Para que o sejam devem ter um objetivo contido na própria mensagem. Reconhe-se
assim o caráter não físico das mensagem genuinamente inteligentes.
Biologia.
A biologia moderna descobriu que a chave para a estrutura dos seres vivos está no
código genético. O DNA ou RNA são longas cadeias moledulares que descreveriam
bioquimicamente os constituintes últimos dos seres vivos. O código genético é uma
molécula com conteúdo altamente informativo (do ponto de vista da informação de
Shannon, o DNA humano contém mais informação que todos os livros já editados na
Terra). Um debate recente tem acontecido na comunidade acadêmica sobre a origem
dessa cadeia. Já se calculou corretamente que a probabilidade de os átomos do DNA
humano apresentarem seu arranjo característico por mera chance ser ínfimo. Isso deu
origem a clamores recentes por parte dos neocriacionistas [3] de que a estrutura do
DNA ter sido “dada por Deus”. Os opositores, baseados em modelos computacionais,
puderam mostrar que essa sequência poderia ter sido gerada por chance se esta fosse
assitida por algum mecanismo externo. De uma maneira muito simplificada imagina-se
que a Natureza tenha uma função resposta que resulta em pesos altos caso a chance vá
na direção correta (embora não se especifique quem seja o responsável por especificar
qual seja essa direção).

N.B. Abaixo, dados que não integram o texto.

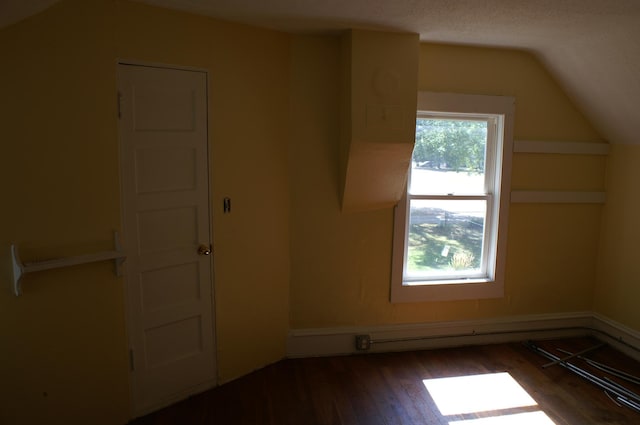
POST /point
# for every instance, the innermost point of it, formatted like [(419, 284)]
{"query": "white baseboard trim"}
[(406, 337)]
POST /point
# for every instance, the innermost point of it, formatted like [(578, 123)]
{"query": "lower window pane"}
[(445, 238)]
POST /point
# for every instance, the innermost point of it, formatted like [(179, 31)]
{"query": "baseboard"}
[(405, 337), (617, 335)]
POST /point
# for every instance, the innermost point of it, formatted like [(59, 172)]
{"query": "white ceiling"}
[(592, 47)]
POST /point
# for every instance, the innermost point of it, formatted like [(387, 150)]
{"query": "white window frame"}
[(491, 283)]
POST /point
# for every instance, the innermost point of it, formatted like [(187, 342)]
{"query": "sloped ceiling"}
[(592, 47)]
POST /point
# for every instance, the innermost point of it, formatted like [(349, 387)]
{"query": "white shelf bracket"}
[(20, 268)]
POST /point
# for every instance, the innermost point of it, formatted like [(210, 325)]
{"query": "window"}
[(450, 227)]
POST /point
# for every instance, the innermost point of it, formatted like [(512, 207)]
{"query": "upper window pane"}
[(449, 157)]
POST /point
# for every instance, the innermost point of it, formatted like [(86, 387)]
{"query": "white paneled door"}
[(165, 193)]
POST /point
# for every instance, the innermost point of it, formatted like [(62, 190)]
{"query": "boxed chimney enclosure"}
[(378, 117)]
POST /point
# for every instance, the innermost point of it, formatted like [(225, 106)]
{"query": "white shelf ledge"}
[(19, 268), (557, 197), (567, 148)]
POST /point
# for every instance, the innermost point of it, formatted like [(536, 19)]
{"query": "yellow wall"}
[(341, 262), (618, 287), (63, 357)]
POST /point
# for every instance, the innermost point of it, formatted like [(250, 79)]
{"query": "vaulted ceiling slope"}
[(592, 47)]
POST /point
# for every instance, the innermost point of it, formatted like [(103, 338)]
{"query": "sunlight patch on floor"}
[(492, 392), (529, 418)]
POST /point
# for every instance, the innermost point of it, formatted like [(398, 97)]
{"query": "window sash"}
[(487, 259)]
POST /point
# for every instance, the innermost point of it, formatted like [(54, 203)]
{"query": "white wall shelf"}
[(566, 148), (557, 197), (19, 268)]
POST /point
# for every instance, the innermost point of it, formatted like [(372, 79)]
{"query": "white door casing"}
[(168, 272)]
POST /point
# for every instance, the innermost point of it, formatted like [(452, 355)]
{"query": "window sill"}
[(446, 290)]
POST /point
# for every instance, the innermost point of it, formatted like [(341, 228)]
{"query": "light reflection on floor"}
[(497, 393)]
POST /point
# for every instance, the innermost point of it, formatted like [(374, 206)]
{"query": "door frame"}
[(136, 411)]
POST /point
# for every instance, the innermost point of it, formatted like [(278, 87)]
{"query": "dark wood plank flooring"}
[(374, 389)]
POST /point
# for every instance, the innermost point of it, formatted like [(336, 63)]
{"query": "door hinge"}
[(131, 363), (119, 105)]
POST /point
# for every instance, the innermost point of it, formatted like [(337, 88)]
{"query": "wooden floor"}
[(376, 389)]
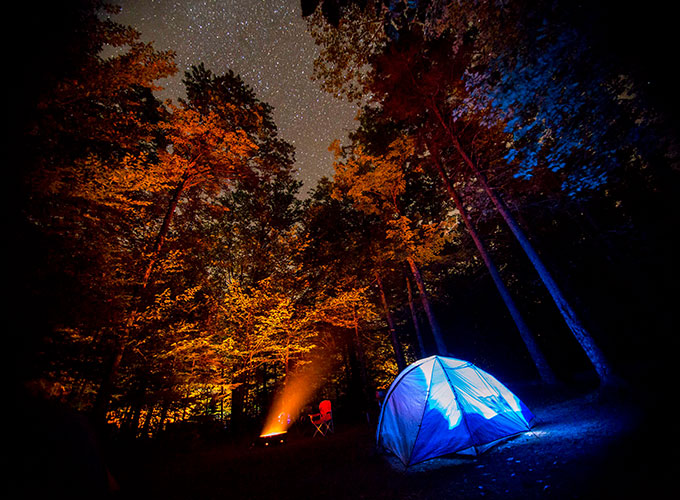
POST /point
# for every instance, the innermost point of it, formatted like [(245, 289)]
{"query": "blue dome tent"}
[(441, 405)]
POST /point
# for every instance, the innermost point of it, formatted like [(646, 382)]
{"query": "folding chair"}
[(323, 421)]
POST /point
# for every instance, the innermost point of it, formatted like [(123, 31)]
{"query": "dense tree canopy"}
[(168, 268)]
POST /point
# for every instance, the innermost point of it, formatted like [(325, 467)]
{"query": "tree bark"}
[(398, 352), (579, 331), (414, 317), (434, 325), (542, 366), (106, 389)]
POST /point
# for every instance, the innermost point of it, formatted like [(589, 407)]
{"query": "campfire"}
[(272, 439), (288, 403)]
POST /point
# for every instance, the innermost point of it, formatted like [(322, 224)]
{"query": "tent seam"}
[(420, 423), (401, 377), (462, 410)]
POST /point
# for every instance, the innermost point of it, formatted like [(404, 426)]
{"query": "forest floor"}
[(582, 446)]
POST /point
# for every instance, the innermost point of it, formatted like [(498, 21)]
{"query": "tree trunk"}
[(147, 422), (434, 325), (398, 353), (579, 331), (238, 400), (106, 389), (414, 317), (162, 417), (165, 227), (542, 366)]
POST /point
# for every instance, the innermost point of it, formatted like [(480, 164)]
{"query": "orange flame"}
[(298, 389)]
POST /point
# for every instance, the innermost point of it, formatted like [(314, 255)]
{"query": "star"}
[(267, 44)]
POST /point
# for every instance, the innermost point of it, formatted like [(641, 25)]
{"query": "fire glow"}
[(298, 389)]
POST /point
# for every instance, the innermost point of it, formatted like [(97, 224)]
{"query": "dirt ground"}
[(582, 446)]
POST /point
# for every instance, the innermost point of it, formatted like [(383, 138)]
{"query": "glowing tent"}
[(442, 405)]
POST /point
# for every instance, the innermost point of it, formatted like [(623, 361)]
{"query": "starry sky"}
[(267, 43)]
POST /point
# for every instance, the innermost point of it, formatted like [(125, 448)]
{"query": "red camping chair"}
[(323, 421)]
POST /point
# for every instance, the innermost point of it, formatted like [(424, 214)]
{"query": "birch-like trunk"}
[(572, 320), (432, 320), (542, 366), (398, 352)]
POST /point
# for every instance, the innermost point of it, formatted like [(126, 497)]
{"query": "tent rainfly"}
[(442, 405)]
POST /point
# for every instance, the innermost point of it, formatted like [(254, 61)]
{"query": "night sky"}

De maneira geral acredita-se que mecanismos de evolução das
espécies, mutações e seleção natural tenham sido os responsáveis ao longo do tempo
pela forma final da molécula.
De nossa parte acreditamos que o argumento de “dada por Deus” é naturalmente válido
pois Deus é a causa primária de todas as coisas. Porém podemos imaginar que o DNA
represente hoje uma espécie de “documento material” que ateste o processo de evolução
conjunta (através dos milhares de anos) do princípio espiritual com a matéria. Assim a
origem do conteúdo informativo da molécula DNA e de outras proteínas importantes no
metabolismos dos seres seria o próprio princípio espiritual em sua viagem de evolução
ao longo de múltiplos renascimentos na matéria. Essa proposição parece ser atestada por
muitos autores espirituais [5].
A física desbancada?
O reconhecimento da importância da informação no Universo (assim como a matéria e a
energia) e sua origem no princípio inteligente é um profundo golpe no reducionismo
que previa ser possível reduzir todo nosso conhecimento das ciências às interações
físicas entre seus constituintes. Mostra também que a descrição da “matéria viva” não
pode ser feita baseando-se exclusivamente em princípios mecânicos ou quanto-
mecânicos. Sistemas auto-organizáveis [6] têm sido propostos como modelos para a
matéria viva, entretanto, à luz do que estamos expondo, esses sistemas são meros
30. geradores de ordem (diminuição da entropia por serem sistemas abertos longe do
equilíbrio) e não de informação. Essa conclusão pode ser revista no futuro pois o
problema da origem da informação só muito recentemente recebeu atenção devida e não
faz parte do programa normal de pesquisa da física.
6. Nota conclusiva.
Isso posto concluímos que o princípio utilizado pelo codificador da Doutrina Espírita,
Allan Kardec, que viu uma causa inteligente nas mensagens inteligentes [1] e com isso
descobriu a origem não material das inteligências por detrás das mensagens pode ser
expandido para toda a Natureza. Ousamos dizer que se a origem das comunicações
mediúnicas foi atestadamente demonstrada como tendo origem em inteligências
incorpóreas, então, muito provavelmente, a origem de toda informação com conteúdo
verdadeiramente cognitivo não pode ser atribuída à matéria. Isso se extende a todos os
fenômenos existentes que podemos classificar como tendo um objetivo ou inteligência.
Referências
[1] O Livro dos Médiums, Parágrafo 65, Capítulo III, Das manifestações inteligentes.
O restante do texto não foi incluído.